Avant-Première VO : Review: Destroyer #1Alors que Mark Millar et Steve McNiven nous régalent avec leur « Old Man Logan », il est amusant de découvrir cette mini-série de Kirkman et Walker. Le duo talentueux des sept premiers numéros d’Invicible se reforme pour nous compter les aventures de Keene Marlow, alias Destroyer. Ce dernier porte bien son nom : il atomise ses ennemis, implacable et indestructible, rien ne lui résiste. Destroyer a un seul ennemi : le temps qui passe. Malgré une force et une résistance hors du commun, ce grand-père subit, à l’image de tout un chacun, les affres du temps. Après deux crises cardiaques, son cœur est très fatigué et peut flancher à tout moment. Le verdict de son médecin est sans appel : Destroyer doit prendre sa retraite sinon Keene Marlow signe son arrêt de mort.
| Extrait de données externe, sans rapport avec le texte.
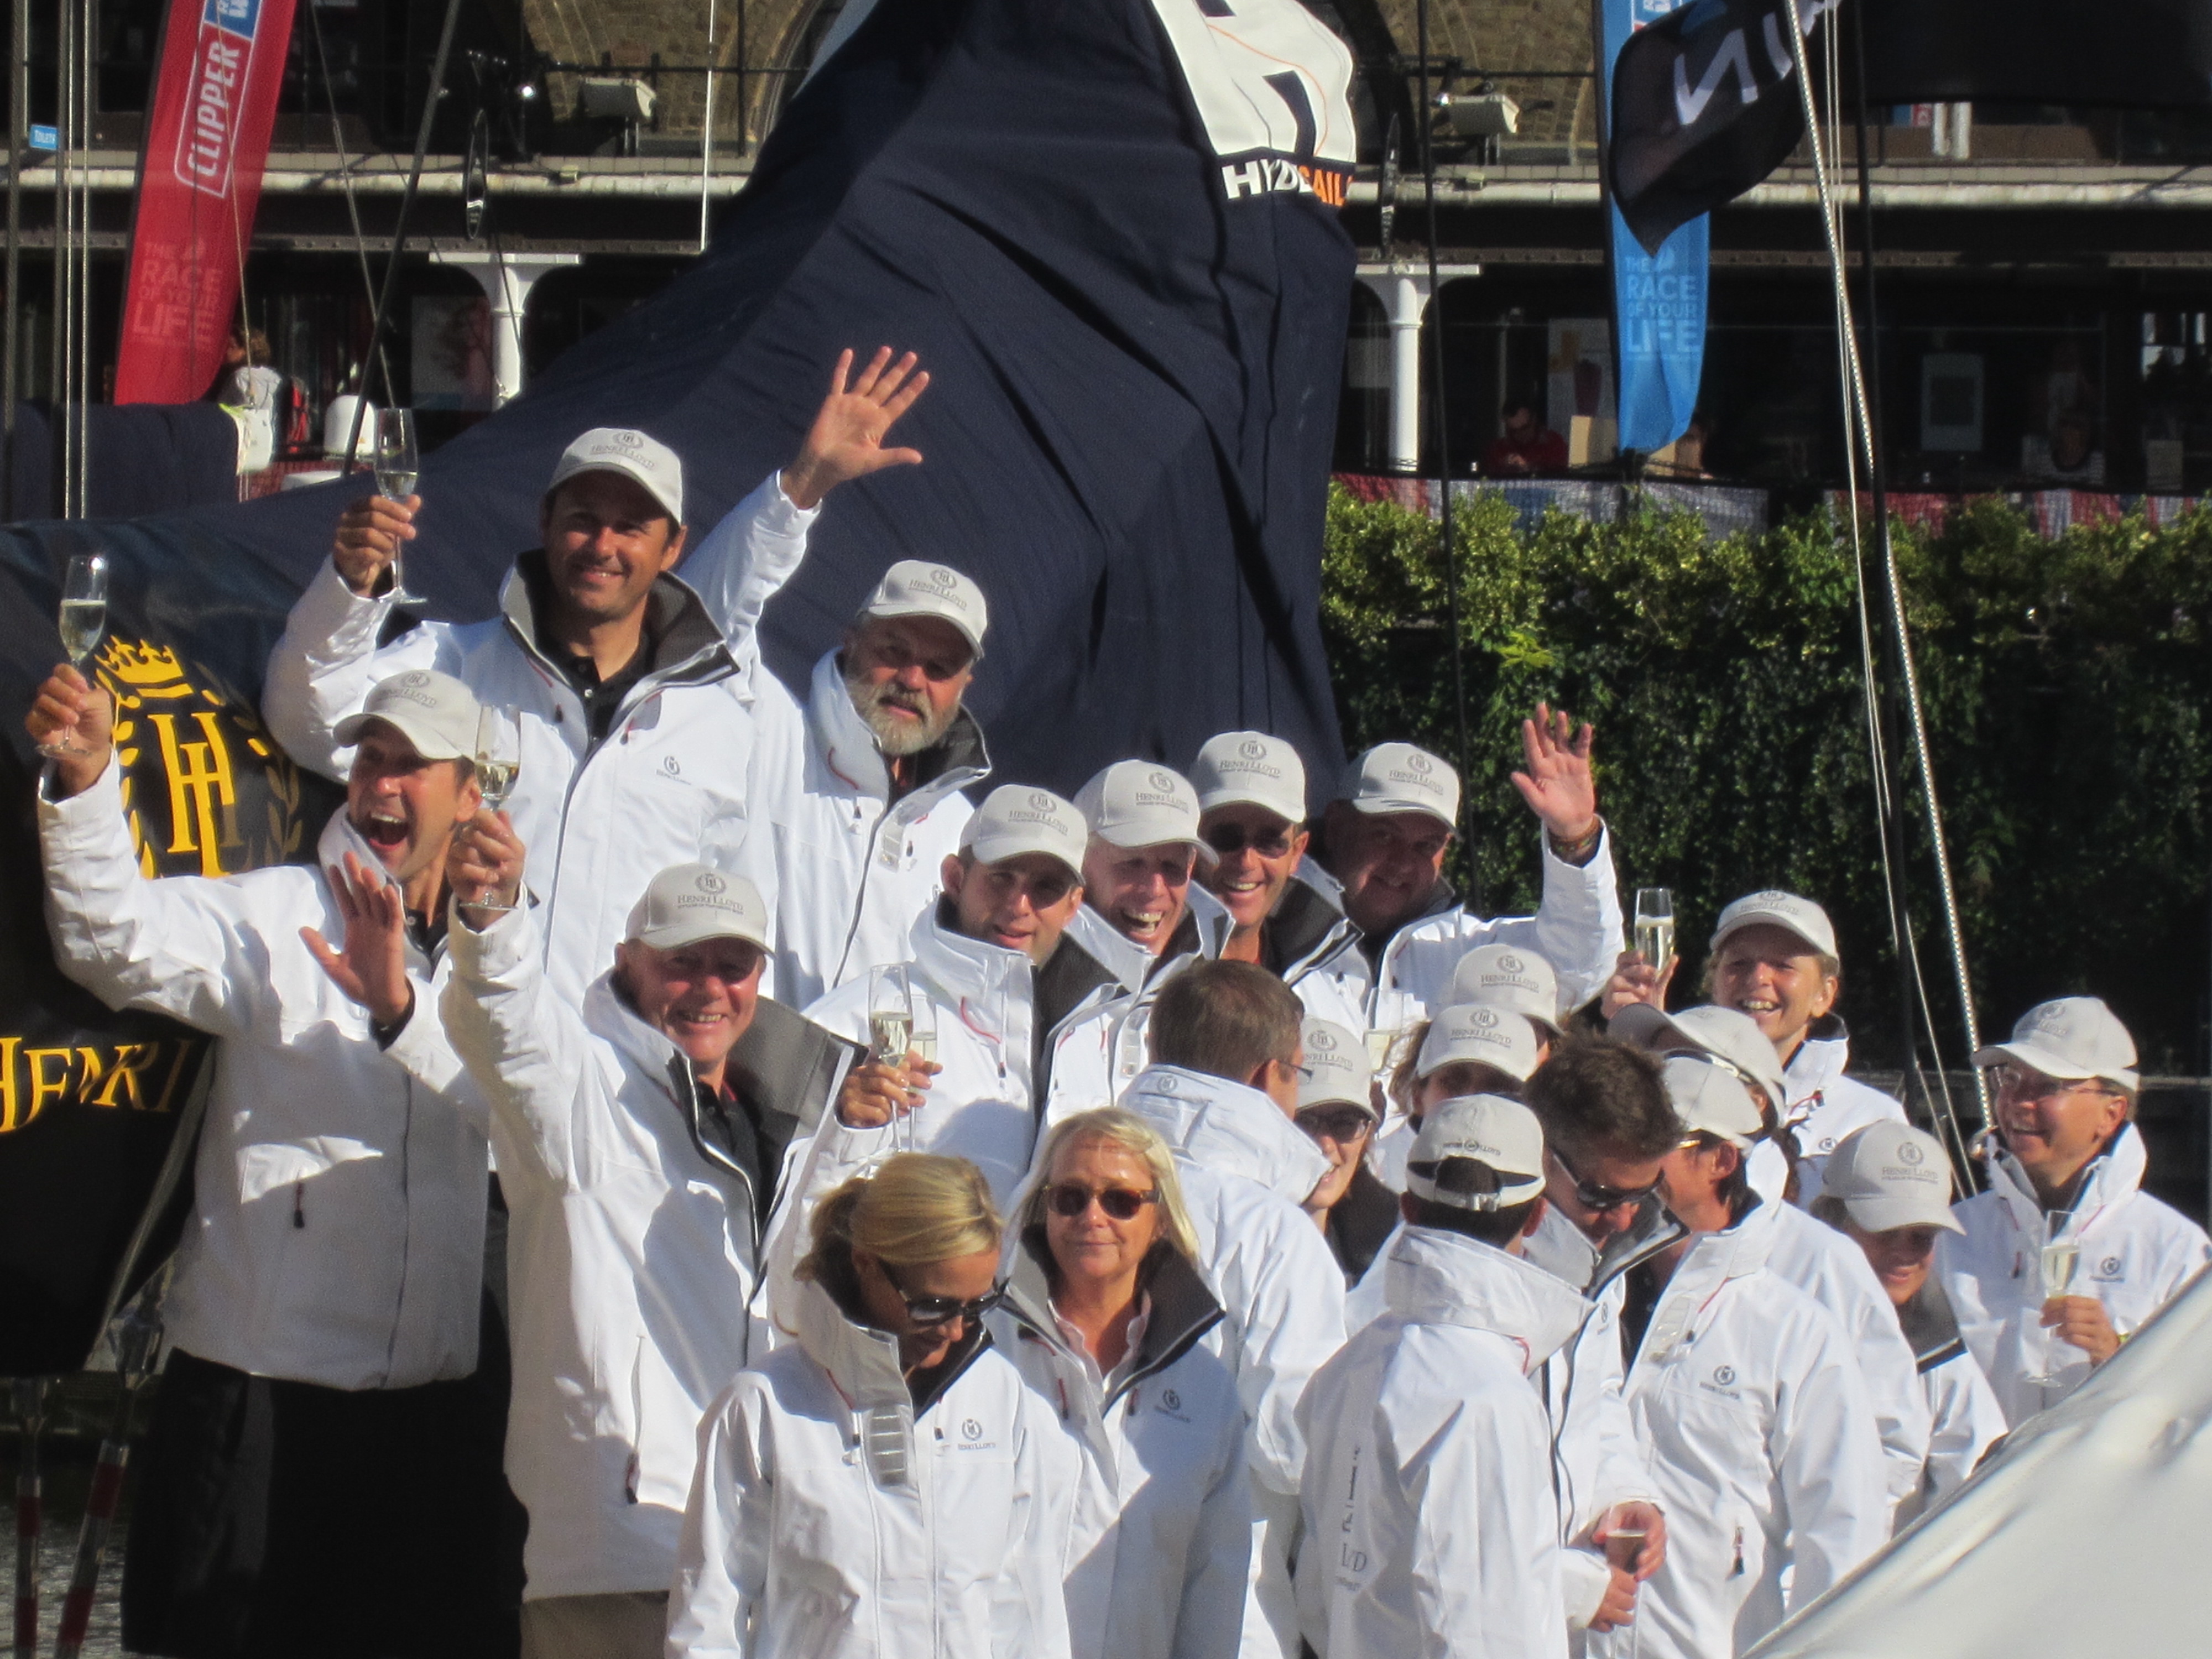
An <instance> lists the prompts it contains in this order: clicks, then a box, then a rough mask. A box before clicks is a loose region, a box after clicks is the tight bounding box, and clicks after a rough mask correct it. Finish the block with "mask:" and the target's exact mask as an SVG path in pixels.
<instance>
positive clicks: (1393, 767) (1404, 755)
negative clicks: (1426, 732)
mask: <svg viewBox="0 0 2212 1659" xmlns="http://www.w3.org/2000/svg"><path fill="white" fill-rule="evenodd" d="M1345 801H1349V803H1352V805H1354V807H1358V810H1360V812H1427V814H1429V816H1431V818H1436V821H1440V823H1442V825H1444V827H1447V830H1451V827H1458V823H1460V774H1458V772H1453V770H1451V765H1449V763H1447V761H1440V759H1436V757H1433V754H1429V752H1427V750H1418V748H1413V745H1411V743H1376V745H1374V748H1371V750H1367V752H1365V754H1363V757H1360V759H1356V761H1354V763H1352V770H1349V772H1347V774H1345Z"/></svg>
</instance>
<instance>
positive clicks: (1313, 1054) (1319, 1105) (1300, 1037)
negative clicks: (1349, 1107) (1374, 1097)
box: [1298, 1020, 1376, 1117]
mask: <svg viewBox="0 0 2212 1659" xmlns="http://www.w3.org/2000/svg"><path fill="white" fill-rule="evenodd" d="M1298 1044H1301V1048H1305V1077H1301V1079H1298V1110H1301V1113H1303V1110H1305V1108H1307V1106H1358V1108H1360V1110H1363V1113H1367V1115H1369V1117H1374V1110H1376V1104H1374V1075H1376V1073H1374V1066H1371V1064H1369V1062H1367V1044H1365V1042H1360V1040H1358V1037H1356V1035H1354V1033H1349V1031H1345V1029H1343V1026H1340V1024H1336V1022H1334V1020H1307V1022H1305V1029H1303V1031H1301V1033H1298Z"/></svg>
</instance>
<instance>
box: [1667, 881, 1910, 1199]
mask: <svg viewBox="0 0 2212 1659" xmlns="http://www.w3.org/2000/svg"><path fill="white" fill-rule="evenodd" d="M1710 975H1712V1000H1714V1004H1717V1006H1723V1009H1734V1011H1736V1013H1745V1015H1750V1018H1752V1022H1754V1024H1756V1026H1759V1031H1761V1033H1765V1037H1767V1042H1772V1044H1774V1053H1776V1055H1781V1062H1783V1086H1785V1095H1783V1102H1781V1115H1783V1133H1785V1135H1790V1139H1792V1144H1794V1146H1796V1170H1798V1194H1796V1201H1798V1203H1805V1206H1809V1203H1812V1201H1814V1199H1816V1197H1820V1170H1823V1166H1825V1164H1827V1155H1829V1152H1834V1150H1836V1146H1838V1144H1843V1139H1845V1137H1847V1135H1851V1133H1856V1130H1860V1128H1865V1126H1869V1124H1878V1121H1891V1124H1902V1121H1905V1106H1902V1102H1898V1099H1891V1097H1889V1095H1885V1093H1880V1091H1878V1088H1869V1086H1867V1084H1863V1082H1858V1079H1856V1077H1845V1066H1847V1064H1849V1062H1851V1035H1849V1031H1845V1026H1843V1018H1840V1015H1838V1013H1836V995H1838V991H1843V962H1840V960H1838V956H1836V927H1834V922H1829V920H1827V911H1825V909H1820V907H1818V905H1814V902H1812V900H1809V898H1798V896H1796V894H1776V891H1763V894H1745V896H1743V898H1739V900H1736V902H1732V905H1730V907H1728V909H1723V911H1721V920H1719V922H1717V925H1714V929H1712V967H1710Z"/></svg>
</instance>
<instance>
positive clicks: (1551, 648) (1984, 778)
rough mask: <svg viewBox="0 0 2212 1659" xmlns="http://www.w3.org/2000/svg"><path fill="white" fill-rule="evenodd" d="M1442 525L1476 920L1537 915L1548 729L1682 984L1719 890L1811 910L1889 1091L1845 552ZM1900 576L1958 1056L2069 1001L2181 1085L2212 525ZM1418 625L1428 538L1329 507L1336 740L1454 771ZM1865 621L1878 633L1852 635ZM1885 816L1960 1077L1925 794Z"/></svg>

Ce premier numéro introduit avec brio ce super-héros vieillissant. Partagé par les responsabilités qu’impliquent son costume et son désir de ne pas blesser ses proches, Destroyer va entraîner le lecteur dans un chant du cygne magnifié par un duo d’artistes aux talents indéniables. Robert Kirkman arrive, une fois encore, à nous attacher très vite au héros de cette histoire tout en conservant la dichotomie fondatrice des super-héros. Il nous le présente tendre et dévoué pour ses proches en tant que Keene Marlow alors qu’il le dépeint sans pitié sous le costume de Destroyer.

Magistralement animé par les dessins de Corry Walker, ce premier épisode introduit très rapidement le lecteur dans une histoire qu’il sait d’emblée funeste. Keene Marlow se sait condamné et décide de consacrer ses derniers moments non pas à sa famille mais à son rôle de justicier. Bien évidemment, Robert Kirkman n’aime pas la facilité et il y a fort à parier que les prochains épisodes de cette mini-série vont changer la donne très vite. Une chose est sûre, ils confirmeront certainement la très bonne impression laissée par ce premier épisode.